Qu’en est-il du chantier de l’efficacité énergétique dans le secteur, sachant que les techniques de pompage pour l’irrigation sont alimentées en grande partie par le gaz butane et autres carburants de source fossile ?

L’optimisation de l’utilisation de l’énergie est une préoccupation centrale dans les projets d’irrigation aussi bien à l’échelle des périmètres irrigués qu’à l’échelle des exploitations agricoles. En effet, notre modèle de modernisation des systèmes d’irrigation est conçu de manière systémique afin de réduire les pertes d’eau depuis l’origine de l’eau jusqu’à la parcelle, d’une part, et d’optimiser l’utilisation de l’énergie, d’autre part. Cette conception prend notamment en considération l’aménagement des prises d’eau directes sur les barrages pour utiliser l’énergie gravitaire, la généralisation des conduites d’eau sous pression et les technologies les plus efficientes de pompages. Par ailleurs, le programme de développement des projets d’irrigation par dessalement de l’eau de mer, qui porte sur près de 100.000 ha, est prévu avec le recours systématique aux énergies renouvelables. De même, à l’échelle des exploitations agricoles, des incitations financières sont accordées aux agriculteurs pour l’adoption des techniques d’irrigation les plus efficientes en eau et en énergie.

La stratégie GG porte sur la mobilisation et la valorisation de 1 million d'hectares de terres collectives et la formation de 150.000 jeunes aux services agricoles et para-agricoles. Quel est l’état d’avancement du programme de melkisation de ces terres ? A combien s’élève la superficie ayant fait jusqu’ici l’objet de ce programme ?

Effectivement, la feuille de route agricole ambitionne la promotion de l’investissement et le développement des filières de production autour du foncier collectif. A ce titre, l’axe relatif à la mobilisation, la melkisation et la valorisation d’un million d’hectares des terres collectives au profit des membres des collectivités, des jeunes et des investisseurs s’inscrivant dans le 1er fondement relatif à l’élément humain constitue une occasion idoine aux catégories concernées pour mettre en œuvre des projets d’investissement agricole rentables et pérennes. Dans ce sens, nous avons préparé une offre de valorisation des terres collectives axée sur le développement de 5 offres de valeur. La première porte sur la melkisation en faveur des membres des collectivités ethniques hors catégorie des jeunes. Elle concerne 250.000 ha, soit 42% de l’assiette foncière, dont 150.000 ha dans le cadre de l’opération de melkisation à titre groupé et 100.000 ha pour la melkisation à titre individuel.
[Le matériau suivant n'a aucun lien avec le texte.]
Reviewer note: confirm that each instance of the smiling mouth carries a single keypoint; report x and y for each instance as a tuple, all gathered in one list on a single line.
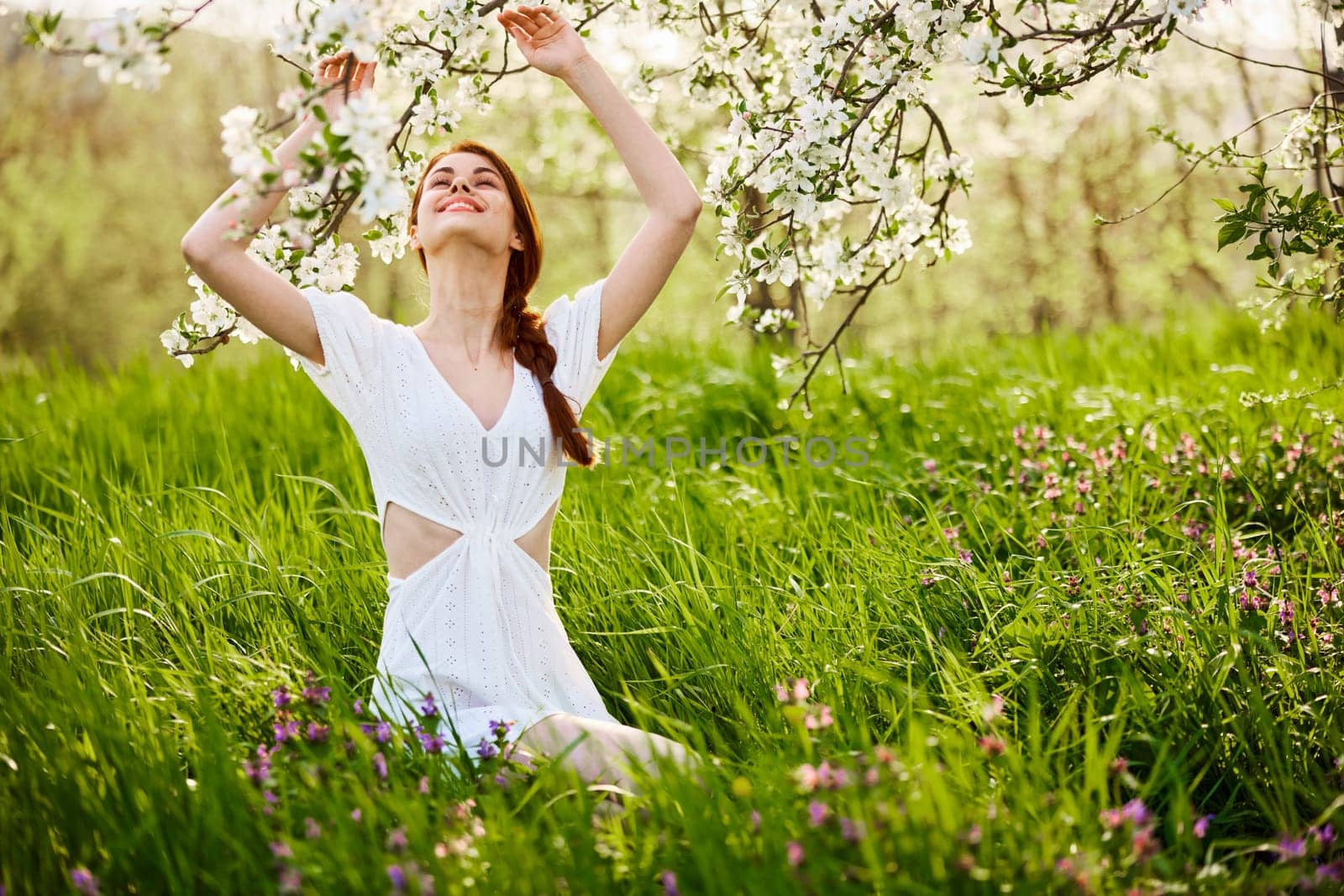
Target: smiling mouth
[(460, 204)]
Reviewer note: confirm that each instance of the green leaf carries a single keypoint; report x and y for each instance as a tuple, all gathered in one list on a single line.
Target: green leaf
[(1231, 233)]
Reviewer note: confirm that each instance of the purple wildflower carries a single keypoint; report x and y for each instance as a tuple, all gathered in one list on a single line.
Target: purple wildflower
[(286, 730), (1289, 848), (84, 880), (1136, 812)]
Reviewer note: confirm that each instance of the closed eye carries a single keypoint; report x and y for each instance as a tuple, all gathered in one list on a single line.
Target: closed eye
[(445, 181)]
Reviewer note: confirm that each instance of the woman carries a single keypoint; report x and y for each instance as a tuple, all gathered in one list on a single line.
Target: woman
[(470, 626)]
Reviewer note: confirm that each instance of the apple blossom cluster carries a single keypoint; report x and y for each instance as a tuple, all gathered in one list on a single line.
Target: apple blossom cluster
[(833, 170), (329, 266)]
La deuxième a trait à la melkisation au profit des jeunes membres des collectivités qui concerne 115.000 ha, soit 19% de l’assiette foncière. La troisième, quant à elle, concerne la location longue durée pour les jeunes porteurs de projets d’investissement agricole et qui porte sur 110.000 ha, soit 18% de l’assiette foncière. La quatrième porte sur la modernisation des exploitations pour les membres des collectivités ethniques et qui concerne 75.000 ha, soit 13% de l’assiette foncière. Enfin, la cinquième offre porte sur la location longue durée pour les porteurs de projets d’investissement agricole hors catégorie des jeunes. Elle cible 50.000 ha, soit 8% de l’assiette foncière.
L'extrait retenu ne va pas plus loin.